A step too far: strike action and An Garda Síochána
An unqualified right to strike would pose questions about the State’s ability to maintain law and order
Minister for Justice Charlie Flanagan at the AGSI annual delegate conference in Tullow, Co. Carlow. Photograph: Dylan Vaughan
Members of An Garda Síochána have never regarded themselves – or been seen by the public – as ordinary workers. In addition to their anti-subversive obligations in protecting the State, they have been entrusted with powers of arrest and detention in regulating the behaviour of citizens and upholding the law. Because of its civil war origins, members take an oath not to join a political party or an illegal organisation while, under long-standing law, they are not permitted to join a trade union or engage in strike action.
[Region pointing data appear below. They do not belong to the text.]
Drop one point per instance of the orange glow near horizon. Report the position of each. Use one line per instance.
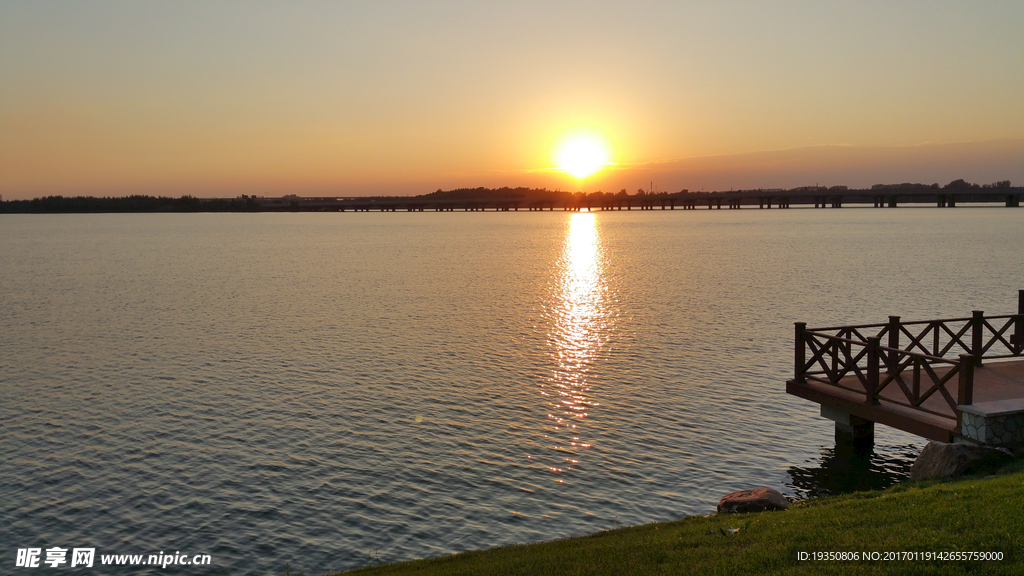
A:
(582, 154)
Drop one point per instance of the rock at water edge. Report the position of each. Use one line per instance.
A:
(939, 459)
(756, 500)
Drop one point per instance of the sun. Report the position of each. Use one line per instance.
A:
(582, 155)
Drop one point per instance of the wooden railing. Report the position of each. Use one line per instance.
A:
(922, 359)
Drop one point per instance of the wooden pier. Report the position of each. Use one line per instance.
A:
(936, 378)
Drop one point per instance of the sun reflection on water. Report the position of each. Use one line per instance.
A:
(581, 325)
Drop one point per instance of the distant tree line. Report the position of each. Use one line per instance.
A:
(135, 203)
(139, 203)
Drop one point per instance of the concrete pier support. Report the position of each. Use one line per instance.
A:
(850, 428)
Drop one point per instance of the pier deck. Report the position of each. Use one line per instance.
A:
(993, 382)
(926, 377)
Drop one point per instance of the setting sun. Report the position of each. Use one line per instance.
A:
(581, 155)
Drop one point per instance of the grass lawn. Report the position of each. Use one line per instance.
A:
(972, 515)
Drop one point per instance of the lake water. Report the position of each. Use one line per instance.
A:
(312, 388)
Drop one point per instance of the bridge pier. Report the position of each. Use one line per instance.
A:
(850, 429)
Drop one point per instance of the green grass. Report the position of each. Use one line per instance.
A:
(971, 515)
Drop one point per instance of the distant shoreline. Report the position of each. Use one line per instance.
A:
(522, 199)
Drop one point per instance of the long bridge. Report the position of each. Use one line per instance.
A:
(942, 198)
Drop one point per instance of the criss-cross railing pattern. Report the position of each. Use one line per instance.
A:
(927, 365)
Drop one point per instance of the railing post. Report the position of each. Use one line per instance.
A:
(872, 370)
(1018, 336)
(893, 339)
(977, 332)
(800, 357)
(965, 392)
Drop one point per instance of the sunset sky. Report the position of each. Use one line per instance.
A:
(333, 97)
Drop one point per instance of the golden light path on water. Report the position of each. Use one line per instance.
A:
(580, 328)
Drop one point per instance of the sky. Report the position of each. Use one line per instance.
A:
(355, 98)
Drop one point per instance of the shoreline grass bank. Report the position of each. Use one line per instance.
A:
(980, 513)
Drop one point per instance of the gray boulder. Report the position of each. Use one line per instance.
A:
(939, 459)
(756, 500)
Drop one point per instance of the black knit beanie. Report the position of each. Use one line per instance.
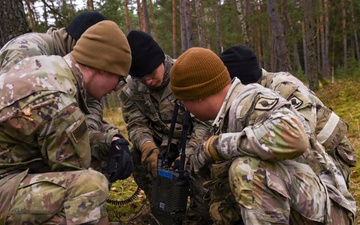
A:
(242, 63)
(82, 22)
(146, 53)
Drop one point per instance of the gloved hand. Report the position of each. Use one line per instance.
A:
(207, 154)
(149, 157)
(176, 164)
(120, 160)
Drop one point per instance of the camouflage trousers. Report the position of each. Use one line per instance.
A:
(251, 191)
(198, 210)
(73, 197)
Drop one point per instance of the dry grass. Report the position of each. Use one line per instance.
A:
(342, 97)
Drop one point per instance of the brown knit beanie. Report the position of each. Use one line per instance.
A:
(198, 73)
(104, 46)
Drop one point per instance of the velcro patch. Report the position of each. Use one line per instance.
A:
(266, 104)
(295, 101)
(79, 131)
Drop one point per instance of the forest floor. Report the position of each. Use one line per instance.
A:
(343, 97)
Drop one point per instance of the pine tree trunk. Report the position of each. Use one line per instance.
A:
(278, 37)
(12, 20)
(311, 71)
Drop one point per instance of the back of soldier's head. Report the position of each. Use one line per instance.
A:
(82, 22)
(147, 55)
(104, 46)
(242, 63)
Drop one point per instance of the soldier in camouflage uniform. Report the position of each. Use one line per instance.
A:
(337, 154)
(61, 42)
(44, 143)
(255, 177)
(329, 128)
(148, 107)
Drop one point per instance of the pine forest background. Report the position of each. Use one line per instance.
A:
(313, 39)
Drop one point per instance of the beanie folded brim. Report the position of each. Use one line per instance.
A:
(198, 73)
(104, 46)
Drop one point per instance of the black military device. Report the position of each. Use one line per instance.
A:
(170, 190)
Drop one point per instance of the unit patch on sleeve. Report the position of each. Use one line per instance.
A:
(295, 101)
(266, 104)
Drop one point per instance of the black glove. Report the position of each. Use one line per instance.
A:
(120, 160)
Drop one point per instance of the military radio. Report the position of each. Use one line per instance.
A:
(170, 190)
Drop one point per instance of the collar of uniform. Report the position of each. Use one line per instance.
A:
(225, 106)
(80, 83)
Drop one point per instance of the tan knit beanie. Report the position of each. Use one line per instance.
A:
(104, 46)
(198, 73)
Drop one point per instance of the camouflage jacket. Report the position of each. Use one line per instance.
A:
(54, 42)
(59, 42)
(323, 124)
(148, 114)
(42, 117)
(257, 122)
(330, 129)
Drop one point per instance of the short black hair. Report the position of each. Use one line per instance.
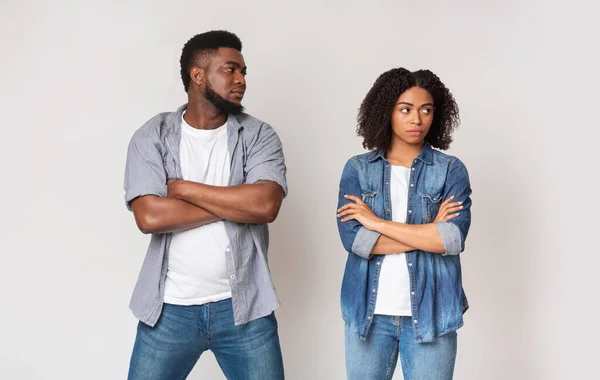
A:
(375, 113)
(201, 46)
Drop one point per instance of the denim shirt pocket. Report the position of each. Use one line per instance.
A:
(430, 205)
(368, 196)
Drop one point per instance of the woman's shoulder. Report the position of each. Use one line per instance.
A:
(443, 158)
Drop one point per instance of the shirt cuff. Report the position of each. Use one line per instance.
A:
(364, 242)
(451, 237)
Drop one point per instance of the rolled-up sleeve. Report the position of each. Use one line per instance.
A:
(454, 231)
(265, 160)
(355, 238)
(144, 171)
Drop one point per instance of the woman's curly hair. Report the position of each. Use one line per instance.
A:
(375, 113)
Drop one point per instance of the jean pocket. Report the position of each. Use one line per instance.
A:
(431, 204)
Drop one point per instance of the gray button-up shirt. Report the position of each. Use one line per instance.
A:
(153, 158)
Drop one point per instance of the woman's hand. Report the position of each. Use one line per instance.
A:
(360, 212)
(448, 210)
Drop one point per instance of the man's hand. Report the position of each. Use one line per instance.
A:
(448, 210)
(360, 212)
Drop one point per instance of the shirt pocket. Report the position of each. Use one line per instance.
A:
(368, 196)
(430, 205)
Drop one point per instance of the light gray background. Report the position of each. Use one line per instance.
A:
(79, 77)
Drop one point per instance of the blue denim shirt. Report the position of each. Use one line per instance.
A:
(437, 297)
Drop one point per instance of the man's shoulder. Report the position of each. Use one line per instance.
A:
(251, 124)
(154, 128)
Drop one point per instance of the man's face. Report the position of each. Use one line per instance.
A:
(225, 80)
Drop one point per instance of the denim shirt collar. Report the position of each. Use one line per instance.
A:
(426, 155)
(174, 123)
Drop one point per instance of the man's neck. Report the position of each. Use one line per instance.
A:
(201, 114)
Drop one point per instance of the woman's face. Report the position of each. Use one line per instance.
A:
(412, 116)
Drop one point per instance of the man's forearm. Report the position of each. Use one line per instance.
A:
(425, 237)
(249, 203)
(386, 245)
(158, 215)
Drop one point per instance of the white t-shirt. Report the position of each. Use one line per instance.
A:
(197, 271)
(393, 295)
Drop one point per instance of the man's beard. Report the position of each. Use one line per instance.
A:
(221, 103)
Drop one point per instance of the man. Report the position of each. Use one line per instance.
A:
(204, 181)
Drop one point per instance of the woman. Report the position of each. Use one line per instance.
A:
(403, 216)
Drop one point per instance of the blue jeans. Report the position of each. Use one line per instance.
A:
(376, 358)
(170, 349)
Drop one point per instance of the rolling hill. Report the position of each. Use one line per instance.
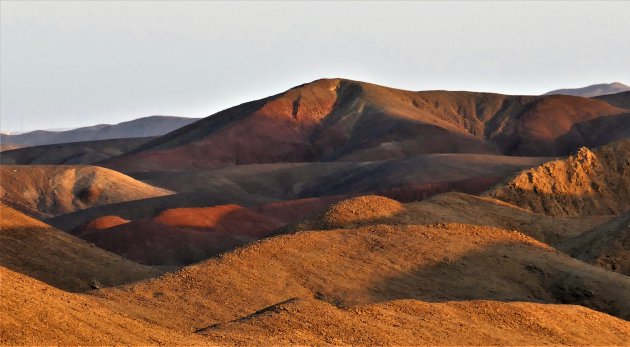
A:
(348, 268)
(607, 245)
(141, 127)
(56, 317)
(38, 250)
(48, 190)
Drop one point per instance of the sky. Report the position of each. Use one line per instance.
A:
(71, 64)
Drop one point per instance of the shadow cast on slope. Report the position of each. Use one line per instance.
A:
(508, 272)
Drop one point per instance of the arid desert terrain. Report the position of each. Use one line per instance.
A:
(337, 212)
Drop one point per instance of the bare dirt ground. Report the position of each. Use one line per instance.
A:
(40, 251)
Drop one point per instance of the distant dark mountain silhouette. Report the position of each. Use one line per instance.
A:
(619, 99)
(344, 120)
(141, 127)
(593, 90)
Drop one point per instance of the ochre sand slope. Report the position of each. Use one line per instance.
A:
(372, 264)
(450, 208)
(56, 317)
(33, 313)
(48, 190)
(59, 259)
(587, 183)
(414, 322)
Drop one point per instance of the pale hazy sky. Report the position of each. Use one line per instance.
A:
(70, 64)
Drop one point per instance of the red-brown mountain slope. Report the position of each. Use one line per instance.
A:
(337, 119)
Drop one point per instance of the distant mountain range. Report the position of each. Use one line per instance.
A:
(141, 127)
(593, 90)
(338, 120)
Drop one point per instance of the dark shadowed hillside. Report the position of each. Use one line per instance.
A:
(141, 127)
(343, 120)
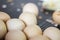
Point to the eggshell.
(32, 8)
(15, 35)
(4, 16)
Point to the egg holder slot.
(41, 22)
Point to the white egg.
(15, 35)
(4, 16)
(39, 38)
(28, 18)
(32, 8)
(15, 24)
(32, 30)
(3, 29)
(53, 33)
(51, 4)
(56, 17)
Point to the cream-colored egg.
(3, 29)
(39, 38)
(4, 16)
(32, 30)
(28, 18)
(53, 33)
(32, 8)
(15, 35)
(56, 17)
(15, 24)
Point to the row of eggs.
(26, 26)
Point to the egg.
(56, 17)
(28, 18)
(15, 24)
(15, 35)
(3, 29)
(32, 30)
(51, 4)
(4, 16)
(32, 8)
(39, 38)
(53, 33)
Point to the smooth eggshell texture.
(39, 38)
(15, 35)
(4, 16)
(32, 30)
(15, 24)
(53, 33)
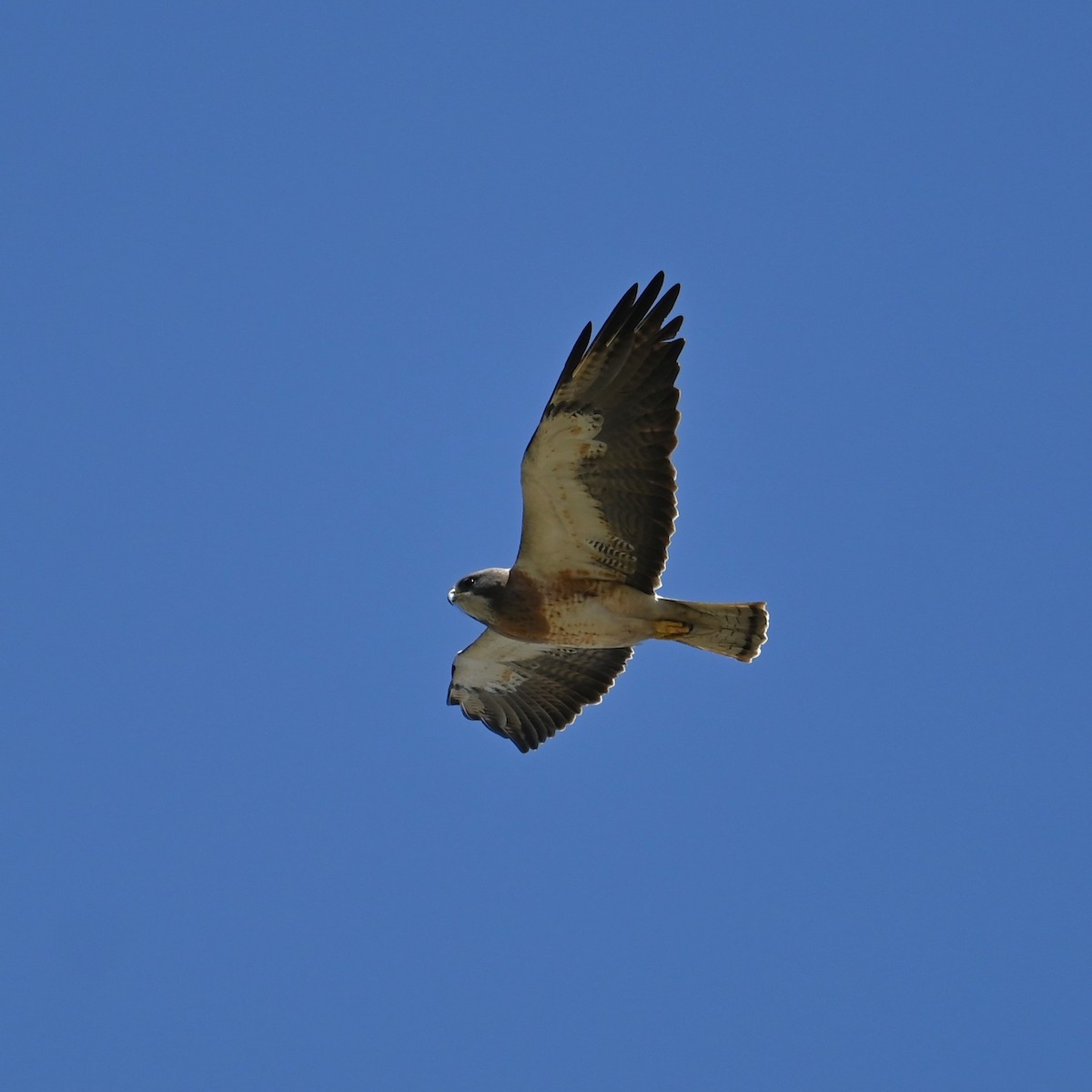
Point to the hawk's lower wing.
(530, 692)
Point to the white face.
(478, 593)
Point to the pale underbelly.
(623, 617)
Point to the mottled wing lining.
(528, 693)
(611, 423)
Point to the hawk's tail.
(731, 629)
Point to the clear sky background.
(285, 288)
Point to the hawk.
(599, 511)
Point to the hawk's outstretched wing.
(530, 692)
(599, 485)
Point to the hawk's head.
(480, 594)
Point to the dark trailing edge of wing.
(563, 682)
(629, 312)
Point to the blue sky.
(287, 288)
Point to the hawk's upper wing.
(530, 692)
(599, 485)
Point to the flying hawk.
(599, 511)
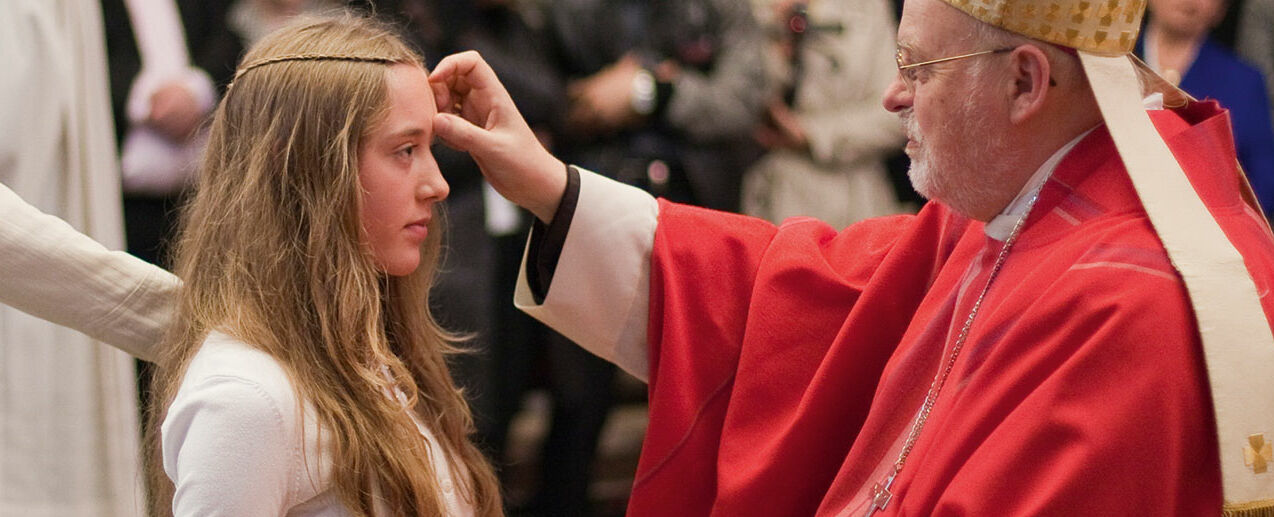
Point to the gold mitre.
(1238, 348)
(1106, 27)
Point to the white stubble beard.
(957, 177)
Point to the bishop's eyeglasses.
(907, 71)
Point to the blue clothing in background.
(1219, 74)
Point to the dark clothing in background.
(701, 130)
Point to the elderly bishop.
(1077, 324)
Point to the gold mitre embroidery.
(1105, 27)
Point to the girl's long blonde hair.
(271, 254)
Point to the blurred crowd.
(766, 107)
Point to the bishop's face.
(949, 110)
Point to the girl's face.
(399, 176)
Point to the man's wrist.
(556, 184)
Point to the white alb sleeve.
(600, 292)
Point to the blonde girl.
(306, 376)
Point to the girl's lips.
(419, 229)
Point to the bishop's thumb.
(459, 133)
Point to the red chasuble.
(787, 363)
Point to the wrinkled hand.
(603, 101)
(175, 111)
(477, 115)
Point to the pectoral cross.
(880, 494)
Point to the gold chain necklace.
(880, 493)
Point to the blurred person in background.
(1176, 43)
(68, 406)
(252, 19)
(168, 64)
(833, 60)
(1255, 40)
(663, 96)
During the past decade, the Garda Representative Association (GRA) has agitated for trade union status, even as the force was buffeted by a string of scandals. Morale was low because of reductions in pay and manpower brought on by the recession, while the appointment of various oversight bodies was resented. Then, in 2016, the GRA joined with the Association of Garda Sergeants and Inspectors (AGSI) in threatening a withdrawal of labour unless demands for a restitution of pay to pre-crash levels were met. Faced by strike action in all but name, the Government buckled and permitted access to the State’s industrial relation’s apparatus, including the Workplace Relations Commission and the Labour Court. Pay increases amounting to €50m were awarded
With the genie out of the bottle, a review was ordered. The Government was advised against granting trade union status, permitting strike action or establishing a pay resolution process, separate from the civil service. Legislation is now being prepared that provides for new dispute resolution structures involving gardaí. But the president of the AGSI, Antoinette Cunningham, is demanding trade union recognition and the right to strike.Garda associations have achieved a great deal by securing access to formal dispute procedures. An unqualified right to strike would pose questions about the State’s ability to maintain law and order while, at the same time, raise the prospect of civil liability actions against gardaí. It is a step too far.